ChatGPT, Claude, Copilot ou Gemini? A corrida pela inteligência artificial deixou de ser apenas uma disputa para ver quem tem o melhor modelo ou o mais rápido. Cada vez mais, o fator determinante é outro: o acesso à energia elétrica.
Com a expansão acelerada dos data centers voltados para IA, gigantes da tecnologia como Amazon, Google, Microsoft e Meta enfrentam um desafio comum: garantir eletricidade suficiente para sustentar o crescimento de suas operações.
Segundo uma análise publicada pelo Wall Street Journal com base em dados da empresa de inteligência energética Aterio, a Amazon parte de uma posição privilegiada:
- A companhia já possui a maior infraestrutura de computação em nuvem do mundo e opera data centers próprios com capacidade de consumo de até aproximadamente 9 gigawatts (GW) de energia;
- O volume é comparável à capacidade total de geração elétrica do estado norte-americano da Dakota do Norte inteiro.

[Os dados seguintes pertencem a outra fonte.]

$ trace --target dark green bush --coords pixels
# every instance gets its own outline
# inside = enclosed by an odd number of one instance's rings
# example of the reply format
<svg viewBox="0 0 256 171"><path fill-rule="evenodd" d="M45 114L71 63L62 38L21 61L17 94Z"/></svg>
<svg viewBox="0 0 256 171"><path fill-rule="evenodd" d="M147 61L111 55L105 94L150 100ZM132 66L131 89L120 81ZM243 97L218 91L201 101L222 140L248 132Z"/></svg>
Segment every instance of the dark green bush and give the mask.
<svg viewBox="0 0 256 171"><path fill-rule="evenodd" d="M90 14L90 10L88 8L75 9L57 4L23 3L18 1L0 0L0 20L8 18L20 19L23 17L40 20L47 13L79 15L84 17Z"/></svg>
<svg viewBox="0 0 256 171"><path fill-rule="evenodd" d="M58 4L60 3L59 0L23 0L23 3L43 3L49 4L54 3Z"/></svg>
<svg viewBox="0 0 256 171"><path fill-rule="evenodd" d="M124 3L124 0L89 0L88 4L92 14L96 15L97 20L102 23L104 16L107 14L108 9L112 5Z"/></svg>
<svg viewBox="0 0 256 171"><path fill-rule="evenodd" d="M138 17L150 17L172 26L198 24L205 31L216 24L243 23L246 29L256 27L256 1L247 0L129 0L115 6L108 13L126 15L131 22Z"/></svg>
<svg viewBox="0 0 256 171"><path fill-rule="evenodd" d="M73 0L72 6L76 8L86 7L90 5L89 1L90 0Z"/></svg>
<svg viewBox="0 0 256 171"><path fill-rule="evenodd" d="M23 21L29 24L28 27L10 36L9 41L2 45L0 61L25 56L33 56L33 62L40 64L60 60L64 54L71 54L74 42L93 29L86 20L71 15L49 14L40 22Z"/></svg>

Para efeito de comparação, os data centers próprios da Microsoft e do Google consomem cerca de 5 GW cada, enquanto a Meta opera instalações com capacidade próxima de 4 GW.
Mas a vantagem atual não garante liderança no futuro.
De acordo com estimativas da Aterio, a Amazon deverá adicionar o maior volume absoluto de capacidade energética e de data centers até 2030. Já o Google tende a crescer em ritmo mais acelerado. Considerando espaços alugados de operadores terceirizados, a diferença entre as duas empresas diminui significativamente.
O Olhar Digital consultou especialistas para entender exatamente o que está em jogo nessa corrida e como deve ser o futuro do setor de IA.
O que está em jogo na corrida de IA?
Para Rudolf Buhler, coordenador dos cursos de Ciência da Computação, Sistemas de Informação, Inteligência Artificial e Ciência de Dados do Instituto Mauá de Tecnologia, a disputa atual vai muito além dos modelos de IA. Segundo ele, é uma corrida por posição no mercado de computação do futuro.
O que está em jogo é quem vai fornecer a infraestrutura que outras empresas, governos e desenvolvedores vão usar para rodar suas próprias aplicações de IA.
Rudolf Buhler, coordenador no Instituto Mauá de Tecnologia
Na mesma linha, Kenneth Corrêa, especialista em IA e professor da Fundação Getúlio Vargas, avalia que o foco do mercado mudou. Para ele, o que está em disputa hoje é “o controle de toda a infraestrutura digital”.
Eduardo Barros, CEO da IDK Brasil, acrescenta que a inteligência artificial tende a se tornar uma tecnologia tão essencial quanto serviços básicos.
A IA não é mais uma ferramenta, uma tecnologia isolada ou um produto lançado. Ela vem como energia elétrica e como água… ela vai se tornar algo fundamental para toda a humanidade.
Eduardo Barros, CEO da IDK Brasil
O maior limitador
A importância da energia para o avanço da IA ficou evidente após o CEO da Amazon afirmar que a eletricidade se tornou a “maior restrição” para os negócios de computação em nuvem e inteligência artificial da empresa. O comentário reflete a nova realidade do setor: as big techs estão construindo data centers em uma velocidade superior à capacidade de expansão das redes elétricas.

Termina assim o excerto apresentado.